De tweede winkel was de Salamander, onderdeel van een drogistenketen. Ik kwam er wel eens om metalen schuursponsjes te kopen, ammonia, wasbenzine of zachte zeep. Soms kwam ik ook in de volgende winkel, banketbakkerij Hus. Een grote Haagse onderneming, maar blijkbaar niet christelijk of gemakkelijk genoeg want ons brood kwam bij bakker Van den Berg vandaan. Die had een bakkerij annex winkel in de zeeheldenbuurt, bijna een kilometer bij ons vandaan. Maar hij bezorgde elke dag met een kar aan huis en was bovendien ouderling in de hervormde kerk waar ook wij kwamen. Vandaar. Dan krijg je de winkel, waar ik het meeste kwam, die van kruidenier Simon de Wit. Zijn naam staat in grote letters op de gevel. In de winkel had je aan drie kanten rekken tegen de muur tot aan het plafond. Daarvoor een toonbank die deels voorzien was van een hoge glazen opbouw waarachter kaas en vleeswaren lagen. Voor de op hun beurt wachtende klanten, op een zaterdagmorgen soms wel twintig zodat je als relatief kleine jongen goed je beurt in de gaten moest houden, was niet erg veel ruimte. Ik herinner me dat ik toen al vergeetachtig was. Dat hing samen met mijn vermogen om me te concentreren (soms) en om me af te laten leiden door wat er op mijn weg kwam (iets vaker). Zo ging ik regelmatig met mijn fiets (de tweedehands damesfiets met blokken) naar Simon de Wit om boodschappen te doen. Als ik met mijn boodschappen uit de winkel kwam, was ik mijn fiets vaak al lang weer vergeten en wandelde ik naar huis. Om er een uur of een dag later achter te komen dat ik mijn fiets kwijt was. Hij stond nooit op slot maar werd ook nooit gestolen. Dat waren nog eens tijden. Bovendien is dit op mijn oude dag een troostrijke herinnering: ik ben ook nu wel eens wat vergeetachtig maar het is tenminste niet erger geworden.
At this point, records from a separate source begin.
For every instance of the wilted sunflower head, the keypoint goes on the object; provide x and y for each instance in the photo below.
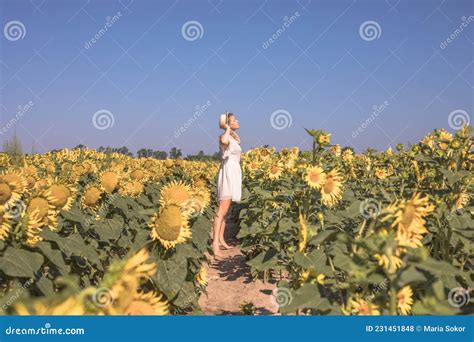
(137, 175)
(175, 191)
(274, 172)
(347, 155)
(7, 195)
(91, 197)
(5, 223)
(315, 177)
(16, 181)
(201, 276)
(39, 204)
(109, 181)
(170, 225)
(359, 306)
(61, 196)
(331, 191)
(132, 188)
(147, 304)
(405, 300)
(408, 215)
Vervolgens kwamen er twee winkels waar ik zelden of nooit kwam. Eerst Carrière, een electrawinkel. We kochten er nieuwe gloeilampen. Dan slager Beijersbergen. Niets op aan te merken behalve dan dat hij rooms-katholiek was. Ik heb er een keer in de winkel gestaan omdat onze eigen slager, Van Oostveen, om de een of andere reden gesloten was.
Dan kreeg je, op de hoek van de Julianastraat, de apotheek van Steenbrugge. Hij een vriendelijke man, die mank liep. Ik kende een assistente, een meisje Klok uit Bloemendaal, en vond het interessant als ik haar aan het werk zag met het maken van poeders en pillen. Wim Steenbrugge zat samen met mij in de eerste klas van de lagere school bij juffrouw Bos. Een schat van een mens. Maar toen zij een keer verteld had wat wij voor een les moesten gaan doen en Wim 'O.K.' zei, kreeg hij een scherpe reprimande. Kinderen zeiden alleen wat als hen door de juffrouw iets werd gevraagd, anders niet.
Op de andere hoek –net links van de op straat lopende man– was de winkel van de Gruyter. 'En betere waar en tien percent !' was hun reclameslogan. Je spaarde de kassabonnen en bij een bepaald bedrag kreeg je dat percentage terug. En je had 'het snoepje van de week' bij een bepaald bedrag aan boodschappen, f 10 meen ik. De meeste indruk maakte de koffiemaalmachine op mij. Een rond rood gevaarte waar, voor elke klant die zijn koffie gemalen wilde hebben, het pak bonen van boven in geleegd werd waarna de zak eronder werd gezet en de schakelaar overgehaald. Een heerlijke koffielucht vervulde dan de winkel. Overigens herinner ik mij die hoek ook uit de oorlog. Bij een bombardement op de WSM-garages, waar de Duitsers V-1's assembleerden, kwam wel eens een bom te vroeg terecht. In onze wijk dus. Zo is ook dat hoekhuis een keer helemaal weggeslagen geweest.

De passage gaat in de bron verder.